National Geographic Traveler is a magazine published by NG Media in Armenia, Belgium, the Netherlands, China, Croatia, the Czech Republic, Germany, Greece, Indonesia, Latin America, Poland, Romania, Slovenia, Spain, and the UK. The US edition was published from 1984 to 2019.

==History==
National Geographic Traveler was launched as a quarterly publication in the Spring of 1984 by the National Geographic Society under the leadership of president Gilbert M Grosvenor. Vice president for publications Robert L. Breeden oversaw the launch. Joan Tapper was the first editor. The final US print edition appeared in December 2019, with George Stone as editor. In its 35-year run, the US print edition had six editors:

- Joan Tapper, 1984–1989
- Richard Busch, 1988–1998
- Keith Bellows, 1998–2015
- Norie Quintos, Acting Editor, 2015
- Maggie Zackowitz, 2015–2016
- George Stone, 2016–2019

In September 2013, the National Geographic Society formed National Geographic Travel group by consolidating its travel assets, including National Geographic Traveler magazine, National Geographic Expeditions, its travel books, digital travel content, maps, apps and travel community. National Geographic Traveler editor Keith Bellows was named senior vice president of the newly-formed group.

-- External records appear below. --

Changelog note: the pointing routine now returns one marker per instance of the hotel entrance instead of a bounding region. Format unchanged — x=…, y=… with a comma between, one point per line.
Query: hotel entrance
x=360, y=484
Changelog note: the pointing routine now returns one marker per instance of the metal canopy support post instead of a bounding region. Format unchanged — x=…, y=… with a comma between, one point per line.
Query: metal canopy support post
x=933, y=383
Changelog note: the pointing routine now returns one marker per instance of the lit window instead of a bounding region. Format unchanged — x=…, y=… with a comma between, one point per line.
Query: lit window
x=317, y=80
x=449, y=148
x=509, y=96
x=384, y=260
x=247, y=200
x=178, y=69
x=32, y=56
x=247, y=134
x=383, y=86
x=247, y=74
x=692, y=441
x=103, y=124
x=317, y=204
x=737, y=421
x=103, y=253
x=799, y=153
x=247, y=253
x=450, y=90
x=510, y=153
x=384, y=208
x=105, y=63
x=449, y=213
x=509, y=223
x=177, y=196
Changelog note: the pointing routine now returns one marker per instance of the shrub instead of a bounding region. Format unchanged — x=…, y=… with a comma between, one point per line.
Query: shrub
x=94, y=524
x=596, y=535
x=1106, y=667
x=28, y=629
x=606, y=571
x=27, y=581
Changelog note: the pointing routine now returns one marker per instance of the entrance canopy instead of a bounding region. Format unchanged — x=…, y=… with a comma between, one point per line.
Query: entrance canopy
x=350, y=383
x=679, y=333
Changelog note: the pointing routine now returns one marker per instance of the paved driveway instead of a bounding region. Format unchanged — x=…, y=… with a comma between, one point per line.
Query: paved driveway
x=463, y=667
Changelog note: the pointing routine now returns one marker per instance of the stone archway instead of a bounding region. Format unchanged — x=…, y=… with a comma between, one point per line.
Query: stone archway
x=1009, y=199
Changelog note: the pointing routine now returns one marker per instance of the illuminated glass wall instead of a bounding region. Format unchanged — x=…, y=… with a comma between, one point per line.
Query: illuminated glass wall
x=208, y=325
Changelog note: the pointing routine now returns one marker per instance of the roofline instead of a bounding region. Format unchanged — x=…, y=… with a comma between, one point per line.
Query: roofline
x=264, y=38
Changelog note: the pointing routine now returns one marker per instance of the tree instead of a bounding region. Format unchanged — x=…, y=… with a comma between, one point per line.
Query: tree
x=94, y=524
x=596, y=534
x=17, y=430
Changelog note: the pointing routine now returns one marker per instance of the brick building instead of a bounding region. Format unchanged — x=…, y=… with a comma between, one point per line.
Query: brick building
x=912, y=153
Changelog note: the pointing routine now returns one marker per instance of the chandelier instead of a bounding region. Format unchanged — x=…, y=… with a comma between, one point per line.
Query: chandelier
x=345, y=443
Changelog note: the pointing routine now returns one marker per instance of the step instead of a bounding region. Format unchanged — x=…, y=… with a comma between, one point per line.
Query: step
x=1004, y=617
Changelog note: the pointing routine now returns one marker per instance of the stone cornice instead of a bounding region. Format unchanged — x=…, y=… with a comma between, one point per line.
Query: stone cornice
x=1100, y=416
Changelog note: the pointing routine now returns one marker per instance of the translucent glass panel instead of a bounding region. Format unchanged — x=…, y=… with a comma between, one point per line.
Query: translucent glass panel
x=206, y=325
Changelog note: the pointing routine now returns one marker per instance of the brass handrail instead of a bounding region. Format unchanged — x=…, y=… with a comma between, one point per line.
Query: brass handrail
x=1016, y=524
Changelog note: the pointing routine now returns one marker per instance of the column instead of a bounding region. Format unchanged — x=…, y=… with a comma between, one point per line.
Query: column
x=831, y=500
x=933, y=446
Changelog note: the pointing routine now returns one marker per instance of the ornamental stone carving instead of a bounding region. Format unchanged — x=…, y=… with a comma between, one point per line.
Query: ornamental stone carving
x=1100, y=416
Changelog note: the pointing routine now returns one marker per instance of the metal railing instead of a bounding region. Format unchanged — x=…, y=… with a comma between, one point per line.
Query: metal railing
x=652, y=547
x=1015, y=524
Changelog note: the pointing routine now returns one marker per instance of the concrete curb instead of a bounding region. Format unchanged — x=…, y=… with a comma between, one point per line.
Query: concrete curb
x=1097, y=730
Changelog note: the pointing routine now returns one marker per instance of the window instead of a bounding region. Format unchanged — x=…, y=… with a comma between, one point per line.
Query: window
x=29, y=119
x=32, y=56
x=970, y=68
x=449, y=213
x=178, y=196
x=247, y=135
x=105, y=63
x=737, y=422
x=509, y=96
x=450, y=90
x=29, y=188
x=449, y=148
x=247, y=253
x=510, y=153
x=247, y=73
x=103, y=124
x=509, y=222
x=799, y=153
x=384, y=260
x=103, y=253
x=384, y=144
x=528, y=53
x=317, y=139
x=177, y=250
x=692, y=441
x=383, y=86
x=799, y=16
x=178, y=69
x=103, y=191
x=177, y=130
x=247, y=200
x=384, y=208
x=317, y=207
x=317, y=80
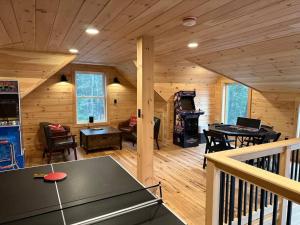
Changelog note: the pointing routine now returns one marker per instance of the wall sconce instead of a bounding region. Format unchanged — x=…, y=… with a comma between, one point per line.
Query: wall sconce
x=63, y=78
x=116, y=81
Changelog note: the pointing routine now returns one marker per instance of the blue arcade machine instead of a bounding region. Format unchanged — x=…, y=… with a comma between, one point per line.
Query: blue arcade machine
x=11, y=152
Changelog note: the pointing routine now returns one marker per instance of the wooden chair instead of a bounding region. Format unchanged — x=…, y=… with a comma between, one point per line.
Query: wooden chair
x=263, y=139
x=130, y=132
x=57, y=142
x=215, y=142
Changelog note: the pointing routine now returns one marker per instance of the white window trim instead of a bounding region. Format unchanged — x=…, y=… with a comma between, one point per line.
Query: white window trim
x=104, y=96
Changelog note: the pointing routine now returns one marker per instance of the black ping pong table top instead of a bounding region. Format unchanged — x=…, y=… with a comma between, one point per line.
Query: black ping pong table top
x=86, y=193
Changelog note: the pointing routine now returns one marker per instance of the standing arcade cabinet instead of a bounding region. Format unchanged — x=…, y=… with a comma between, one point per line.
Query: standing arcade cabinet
x=186, y=120
x=11, y=152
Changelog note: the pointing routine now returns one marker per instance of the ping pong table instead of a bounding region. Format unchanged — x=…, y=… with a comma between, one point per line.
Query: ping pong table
x=96, y=191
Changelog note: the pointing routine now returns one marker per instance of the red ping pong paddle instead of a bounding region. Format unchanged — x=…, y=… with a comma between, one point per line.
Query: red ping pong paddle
x=51, y=177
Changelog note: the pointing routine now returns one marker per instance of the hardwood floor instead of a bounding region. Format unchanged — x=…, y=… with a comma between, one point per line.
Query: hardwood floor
x=179, y=170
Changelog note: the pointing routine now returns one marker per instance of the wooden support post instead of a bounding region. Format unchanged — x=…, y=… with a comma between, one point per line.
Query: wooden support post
x=212, y=194
x=145, y=106
x=284, y=170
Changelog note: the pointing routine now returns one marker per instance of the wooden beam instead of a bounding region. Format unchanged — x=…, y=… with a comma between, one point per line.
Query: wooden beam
x=145, y=105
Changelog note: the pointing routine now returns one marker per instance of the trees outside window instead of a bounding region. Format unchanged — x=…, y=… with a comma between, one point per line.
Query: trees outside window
x=90, y=97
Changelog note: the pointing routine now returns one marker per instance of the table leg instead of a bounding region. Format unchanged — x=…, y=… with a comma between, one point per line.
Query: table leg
x=235, y=141
x=121, y=141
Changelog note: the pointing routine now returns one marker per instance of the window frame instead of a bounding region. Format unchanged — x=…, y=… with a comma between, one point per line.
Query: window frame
x=104, y=96
x=225, y=99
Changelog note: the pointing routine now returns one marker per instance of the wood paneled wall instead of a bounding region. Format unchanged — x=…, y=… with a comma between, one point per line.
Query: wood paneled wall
x=277, y=109
x=54, y=101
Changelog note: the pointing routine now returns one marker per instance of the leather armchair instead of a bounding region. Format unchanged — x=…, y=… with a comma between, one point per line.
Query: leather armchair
x=56, y=142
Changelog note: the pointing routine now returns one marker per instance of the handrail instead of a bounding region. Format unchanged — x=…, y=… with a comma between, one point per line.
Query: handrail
x=232, y=162
x=256, y=151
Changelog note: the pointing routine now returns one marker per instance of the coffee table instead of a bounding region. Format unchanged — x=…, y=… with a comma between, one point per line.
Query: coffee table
x=102, y=137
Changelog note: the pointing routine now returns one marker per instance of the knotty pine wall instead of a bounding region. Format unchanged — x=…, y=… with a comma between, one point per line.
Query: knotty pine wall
x=54, y=101
x=277, y=109
x=273, y=108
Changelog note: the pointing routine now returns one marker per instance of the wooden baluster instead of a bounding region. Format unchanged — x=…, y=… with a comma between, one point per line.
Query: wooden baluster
x=284, y=170
x=212, y=195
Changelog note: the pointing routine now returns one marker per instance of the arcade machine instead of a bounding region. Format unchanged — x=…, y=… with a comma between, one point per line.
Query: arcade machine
x=186, y=120
x=11, y=152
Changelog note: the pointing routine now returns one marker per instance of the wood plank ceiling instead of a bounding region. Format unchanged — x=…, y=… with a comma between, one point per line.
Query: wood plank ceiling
x=253, y=41
x=31, y=69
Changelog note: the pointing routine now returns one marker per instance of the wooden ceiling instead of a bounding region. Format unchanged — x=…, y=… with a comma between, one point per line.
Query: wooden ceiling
x=252, y=41
x=165, y=71
x=30, y=68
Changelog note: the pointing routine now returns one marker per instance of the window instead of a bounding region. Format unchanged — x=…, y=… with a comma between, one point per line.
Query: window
x=236, y=102
x=90, y=97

On September 9, 2015, the National Geographic Society announced that it would reorganize its media properties and publications (including National Geographic Traveler) into a new company known as National Geographic Partners LLC. 21st Century Fox paid $725 million to own 73% of this new, for-profit, corporation.

The acquisition of 21st Century Fox by The Walt Disney Company began December 14, 2017 and continued to March 20, 2019. Among other key assets, the acquisition of 21st Century Fox by Disney included a 73% stake in National Geographic Partners (including National Geographic Traveler). As of August 2019 NG Media publishing operations were assumed by Disney Publishing Worldwide. Disney ceased the National Geographic Traveler print edition with the December 2019 issue.